Of course there isn't,
he told himself.
There's no pain because it's a dream. You'll pay for it later. You'll have the pain later.

He carried the box out of the room where he had found it. There was a place he had to take it, but he didn't know what or where it was—

You'll know it when you see it, his mind whispered.

So he carried the box or chest up and down endless corridors, its weight tugging painlessly at his muscles, stiffening the back of his neck; and although his muscles didn't hurt, he was getting the beginnings of a headache.

The brain is a muscle,
his mind lectured, and the lecture became a chant like a child's song, a little girl's skipping rhyme:
The brain is a muscle that can move the world. The brain is a muscle that can move
—

Now all the doors were like subway doors, bulging outward in a slight curve, fitted with large windows; all these windows had rounded corners. Through these doors (if they were doors) he saw a confusion of sights. In one room Dr. Wanless was playing a huge accordion. He looked like some crazed Lawrence Welk with a tin cup full of pencils in front of him and a sign around his neck that read
THERE ARE NONE SO BLIND AS THOSE WHO WILL NOT SEE
. Through another window he could see a girl in a white caftan flying through the air, screaming, careering off the walls, and Andy hurried past that one quickly.

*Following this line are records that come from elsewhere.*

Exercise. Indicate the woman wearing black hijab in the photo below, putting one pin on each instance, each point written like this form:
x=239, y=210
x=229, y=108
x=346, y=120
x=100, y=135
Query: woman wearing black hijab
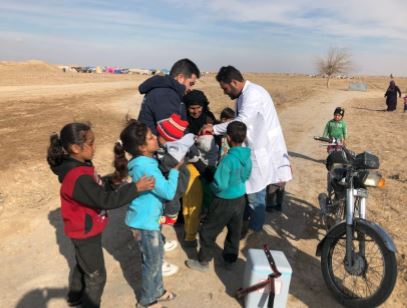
x=198, y=113
x=391, y=96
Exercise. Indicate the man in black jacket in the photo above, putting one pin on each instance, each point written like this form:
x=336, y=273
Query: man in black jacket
x=163, y=94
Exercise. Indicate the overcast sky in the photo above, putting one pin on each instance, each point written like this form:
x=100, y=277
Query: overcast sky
x=253, y=35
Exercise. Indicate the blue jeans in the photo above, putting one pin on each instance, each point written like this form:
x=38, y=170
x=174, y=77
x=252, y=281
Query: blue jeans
x=151, y=247
x=257, y=209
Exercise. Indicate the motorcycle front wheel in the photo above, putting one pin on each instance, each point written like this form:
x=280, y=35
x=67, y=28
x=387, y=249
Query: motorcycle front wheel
x=369, y=281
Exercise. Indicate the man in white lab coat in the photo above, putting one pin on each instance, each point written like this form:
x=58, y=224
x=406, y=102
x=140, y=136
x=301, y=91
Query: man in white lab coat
x=271, y=165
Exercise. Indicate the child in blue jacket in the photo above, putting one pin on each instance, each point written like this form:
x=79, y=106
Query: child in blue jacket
x=228, y=205
x=144, y=212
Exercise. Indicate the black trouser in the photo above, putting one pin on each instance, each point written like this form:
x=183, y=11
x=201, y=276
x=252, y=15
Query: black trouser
x=88, y=277
x=275, y=196
x=222, y=212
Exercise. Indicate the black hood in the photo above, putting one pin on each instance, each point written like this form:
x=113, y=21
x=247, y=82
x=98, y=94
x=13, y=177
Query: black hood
x=68, y=164
x=162, y=82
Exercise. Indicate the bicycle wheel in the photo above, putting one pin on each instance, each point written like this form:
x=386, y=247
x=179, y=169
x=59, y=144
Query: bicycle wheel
x=371, y=278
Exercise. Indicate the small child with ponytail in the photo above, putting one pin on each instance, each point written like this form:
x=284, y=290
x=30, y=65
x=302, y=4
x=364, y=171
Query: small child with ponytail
x=84, y=201
x=144, y=212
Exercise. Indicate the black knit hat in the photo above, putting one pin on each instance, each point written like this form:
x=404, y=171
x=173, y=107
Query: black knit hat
x=339, y=110
x=195, y=97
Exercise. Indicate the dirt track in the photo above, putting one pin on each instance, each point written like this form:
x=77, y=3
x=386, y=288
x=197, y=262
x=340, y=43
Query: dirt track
x=35, y=255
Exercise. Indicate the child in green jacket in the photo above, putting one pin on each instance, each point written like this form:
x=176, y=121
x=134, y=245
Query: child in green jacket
x=229, y=202
x=337, y=128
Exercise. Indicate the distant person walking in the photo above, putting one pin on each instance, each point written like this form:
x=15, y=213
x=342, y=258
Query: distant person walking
x=255, y=108
x=163, y=94
x=391, y=96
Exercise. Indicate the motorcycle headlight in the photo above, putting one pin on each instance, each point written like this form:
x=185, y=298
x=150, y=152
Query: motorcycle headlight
x=374, y=179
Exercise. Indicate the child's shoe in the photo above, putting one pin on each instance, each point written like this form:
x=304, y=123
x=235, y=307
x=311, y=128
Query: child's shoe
x=168, y=269
x=170, y=245
x=196, y=265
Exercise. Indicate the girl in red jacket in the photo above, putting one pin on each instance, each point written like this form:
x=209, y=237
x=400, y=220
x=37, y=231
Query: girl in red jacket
x=84, y=201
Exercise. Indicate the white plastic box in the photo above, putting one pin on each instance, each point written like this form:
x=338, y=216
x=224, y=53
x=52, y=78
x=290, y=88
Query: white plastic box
x=257, y=270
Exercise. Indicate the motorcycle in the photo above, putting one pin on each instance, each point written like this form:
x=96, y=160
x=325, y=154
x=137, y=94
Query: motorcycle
x=358, y=257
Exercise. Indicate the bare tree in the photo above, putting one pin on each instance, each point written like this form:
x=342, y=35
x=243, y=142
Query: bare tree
x=337, y=61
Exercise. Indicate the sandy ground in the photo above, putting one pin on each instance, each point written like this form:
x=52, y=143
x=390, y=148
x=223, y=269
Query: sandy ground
x=35, y=256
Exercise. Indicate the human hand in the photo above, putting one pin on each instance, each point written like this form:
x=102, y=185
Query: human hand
x=206, y=129
x=180, y=163
x=145, y=183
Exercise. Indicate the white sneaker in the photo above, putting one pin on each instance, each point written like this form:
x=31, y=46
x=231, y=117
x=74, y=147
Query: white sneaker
x=168, y=269
x=170, y=245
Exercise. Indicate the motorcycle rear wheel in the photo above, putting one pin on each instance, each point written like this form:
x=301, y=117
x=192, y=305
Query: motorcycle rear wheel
x=372, y=279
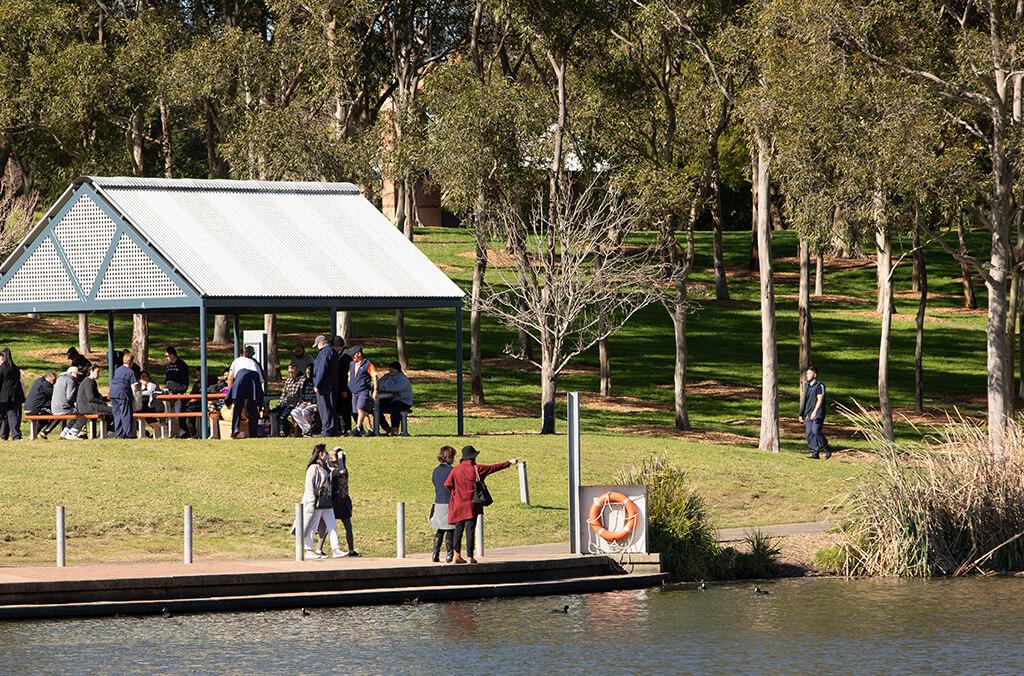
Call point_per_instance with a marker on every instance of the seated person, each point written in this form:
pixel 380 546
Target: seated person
pixel 89 400
pixel 395 397
pixel 304 414
pixel 291 395
pixel 38 402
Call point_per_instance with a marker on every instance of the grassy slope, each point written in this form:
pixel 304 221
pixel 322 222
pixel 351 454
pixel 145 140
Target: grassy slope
pixel 125 498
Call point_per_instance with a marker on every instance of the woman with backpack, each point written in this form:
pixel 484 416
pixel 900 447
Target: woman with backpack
pixel 469 497
pixel 316 503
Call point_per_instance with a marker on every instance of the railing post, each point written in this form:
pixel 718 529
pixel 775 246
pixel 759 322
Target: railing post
pixel 187 529
pixel 60 537
pixel 400 530
pixel 299 533
pixel 479 535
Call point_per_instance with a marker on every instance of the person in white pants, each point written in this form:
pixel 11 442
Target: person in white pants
pixel 317 493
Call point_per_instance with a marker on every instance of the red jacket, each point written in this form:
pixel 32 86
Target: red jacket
pixel 460 482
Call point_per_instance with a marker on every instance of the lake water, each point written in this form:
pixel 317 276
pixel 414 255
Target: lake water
pixel 807 626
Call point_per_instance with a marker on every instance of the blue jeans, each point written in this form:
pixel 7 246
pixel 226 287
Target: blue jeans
pixel 816 440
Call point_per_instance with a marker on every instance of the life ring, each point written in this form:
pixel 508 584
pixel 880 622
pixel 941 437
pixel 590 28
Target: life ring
pixel 632 514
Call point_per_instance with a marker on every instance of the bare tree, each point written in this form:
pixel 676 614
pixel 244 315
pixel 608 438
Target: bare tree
pixel 554 293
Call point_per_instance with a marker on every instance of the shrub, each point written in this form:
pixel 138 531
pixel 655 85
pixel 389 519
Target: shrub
pixel 678 525
pixel 943 508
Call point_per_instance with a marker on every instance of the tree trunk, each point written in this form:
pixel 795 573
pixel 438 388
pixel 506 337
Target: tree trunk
pixel 679 375
pixel 140 340
pixel 919 343
pixel 272 364
pixel 165 137
pixel 83 334
pixel 548 383
pixel 804 304
pixel 885 280
pixel 399 336
pixel 344 324
pixel 219 330
pixel 768 439
pixel 970 300
pixel 479 269
pixel 715 183
pixel 819 273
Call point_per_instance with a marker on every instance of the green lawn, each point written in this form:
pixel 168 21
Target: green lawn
pixel 124 499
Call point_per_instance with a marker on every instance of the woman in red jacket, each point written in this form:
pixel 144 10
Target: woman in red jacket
pixel 462 509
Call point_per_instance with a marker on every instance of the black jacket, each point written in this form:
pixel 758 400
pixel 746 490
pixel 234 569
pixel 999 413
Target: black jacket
pixel 10 384
pixel 89 399
pixel 40 395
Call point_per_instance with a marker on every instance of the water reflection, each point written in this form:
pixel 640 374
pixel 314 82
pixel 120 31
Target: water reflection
pixel 805 625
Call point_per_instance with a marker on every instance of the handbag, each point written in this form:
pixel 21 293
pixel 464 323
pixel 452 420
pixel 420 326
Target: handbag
pixel 481 496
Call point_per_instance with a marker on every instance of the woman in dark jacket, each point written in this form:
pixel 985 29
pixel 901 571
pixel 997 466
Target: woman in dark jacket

Through another he saw Charlie and he became convinced again that this was some sort of pirate dream—buried treasure, yo-ho-ho and all of that—because Charlie appeared to be talking with Long John Silver. This man had a parrot on his shoulder and an eyepatch over one eye. He was grinning at Charlie with a kind of smarmy false friendship that made Andy nervous. As if in confirmation of this, the one-eyed pirate slipped an arm around Charlie's shoulders and cried hoarsely, “We'll do 'em yet, Kid!”